De relatie tussen een Guru en een shisya is van een zeer bijzondere aard en gaat verder dan die tussen ouder en kind, man en vrouw of tussen vrienden. Een Guru is vrij van egoïstische neigingen. Op toegewijde wijze leidt hij zijn leerling op de weg naar het de hoogste doel, zonder zich daarbij te bekommeren over naam of faam. Hij laat zien wat het Goddelijk pad is en waakt over de vooruitgang van zijn leerling. Hij stimuleert in de leerling eigenschappen als zelfvertrouwen, toewijding, discipline, diepgaand inzicht en verlichting door middel van liefde. De Guru heeft vooral ook vertrouwen in zijn leerling en hecht er zeer veel belang aan dat zijn onderwijs op de juiste wijze verwerkt wordt. Hij moedigt de leerling aan om vragen te stellen en de waarheid te leren kennen door middel van analytische vraagstelling.

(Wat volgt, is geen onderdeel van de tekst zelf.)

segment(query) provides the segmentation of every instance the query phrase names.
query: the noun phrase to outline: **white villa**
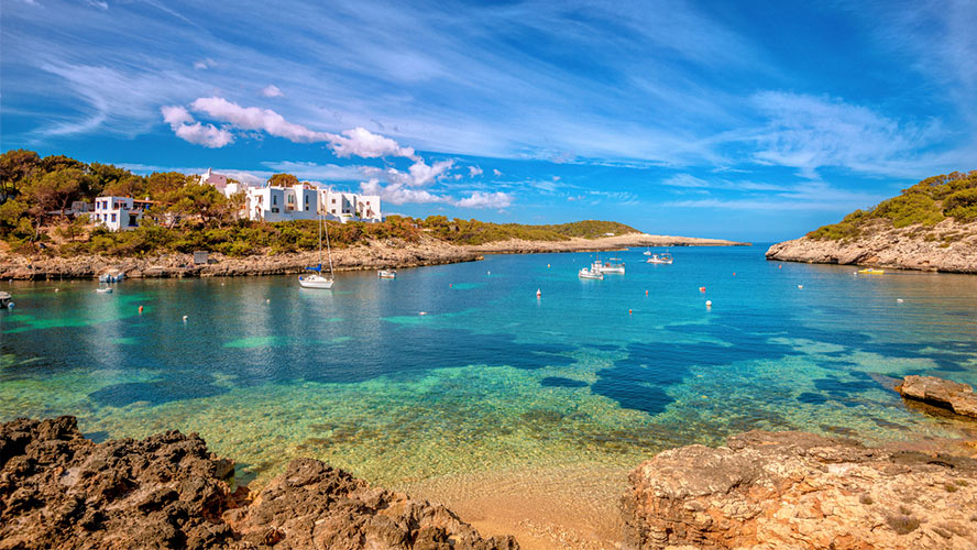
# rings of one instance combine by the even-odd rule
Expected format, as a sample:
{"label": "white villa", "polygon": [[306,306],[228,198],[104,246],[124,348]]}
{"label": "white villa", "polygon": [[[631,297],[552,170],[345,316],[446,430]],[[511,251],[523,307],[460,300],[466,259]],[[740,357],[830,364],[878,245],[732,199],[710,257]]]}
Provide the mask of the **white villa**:
{"label": "white villa", "polygon": [[210,184],[213,187],[217,187],[217,190],[222,193],[224,197],[230,197],[235,193],[240,193],[251,188],[250,185],[244,183],[228,182],[228,176],[213,172],[213,168],[207,168],[207,172],[205,172],[204,174],[198,174],[197,182],[201,184]]}
{"label": "white villa", "polygon": [[309,184],[292,187],[249,187],[244,211],[252,220],[314,220],[319,215],[318,188]]}
{"label": "white villa", "polygon": [[308,183],[290,187],[248,187],[245,191],[244,210],[252,220],[312,220],[322,213],[326,219],[342,223],[383,221],[378,195],[334,191]]}
{"label": "white villa", "polygon": [[378,223],[383,221],[380,210],[380,195],[359,195],[355,193],[319,189],[322,213],[327,219],[342,223],[348,221],[365,221]]}
{"label": "white villa", "polygon": [[95,199],[95,211],[89,217],[112,231],[135,229],[151,205],[150,200],[130,197],[98,197]]}

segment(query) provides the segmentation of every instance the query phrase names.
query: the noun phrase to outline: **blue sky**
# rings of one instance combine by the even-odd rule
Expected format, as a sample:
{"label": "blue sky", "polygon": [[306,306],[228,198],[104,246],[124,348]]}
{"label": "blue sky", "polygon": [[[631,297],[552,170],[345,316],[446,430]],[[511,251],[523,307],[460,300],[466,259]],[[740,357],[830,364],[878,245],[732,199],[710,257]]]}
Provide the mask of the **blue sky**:
{"label": "blue sky", "polygon": [[4,151],[755,241],[977,168],[969,0],[2,1]]}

Een leerling moet beschikken over de noodzakelijke hoedanigheden om te komen tot een hogere zelfverwerkelijking en ontwikkeling. Hij moet zijn Guru met vertrouwen, toewijding en liefde tegemoet treden. Een volmaakt voorbeeld van de relatie tussen een Guru en leerling is die tussen Sri Krishna en Arjuna in de Bhagavad Gita. Arjuna kwam tot verlichting door zijn doelgerichtheid, zijn enthousiasme en zijn onderzoekende geest. De leerling behoort letterlijk te snakken naar kennis en verder in een geest van nederigheid, volharding en doelgerichtheid te handelen. Hij moet vooral niet alleen maar uit nieuwsgierigheid de Guru opzoeken. Hij dient over shraddha (geloof) te beschikken en moet niet ontmoedigd worden als hij zijn doel niet binnen de verwachte tijd bereikt. Er is nu eenmaal uitzonderlijk veel geduld nodig om de rusteloze geest tot bedaren te brengen; deze is immers beïnvloed door ontelbare ervaringen uit het verleden en door samskara (de opgehoopte neerslag van gedachten en handelingen uit het verleden). Het is voor de leerling niet genoeg om alleen maar naar de woorden van zijn Guru te luisteren. Hij moet boven alles waarde hechten aan liefde, gematigdheid en nederigheid. De ware leerling leert van zijn Guru dat er een macht of kracht is die hem nimmer teleur zal stellen of verlaten: hiervoor dient hij terug te keren tot zijn Oorsprong, de bron van zijn wezen.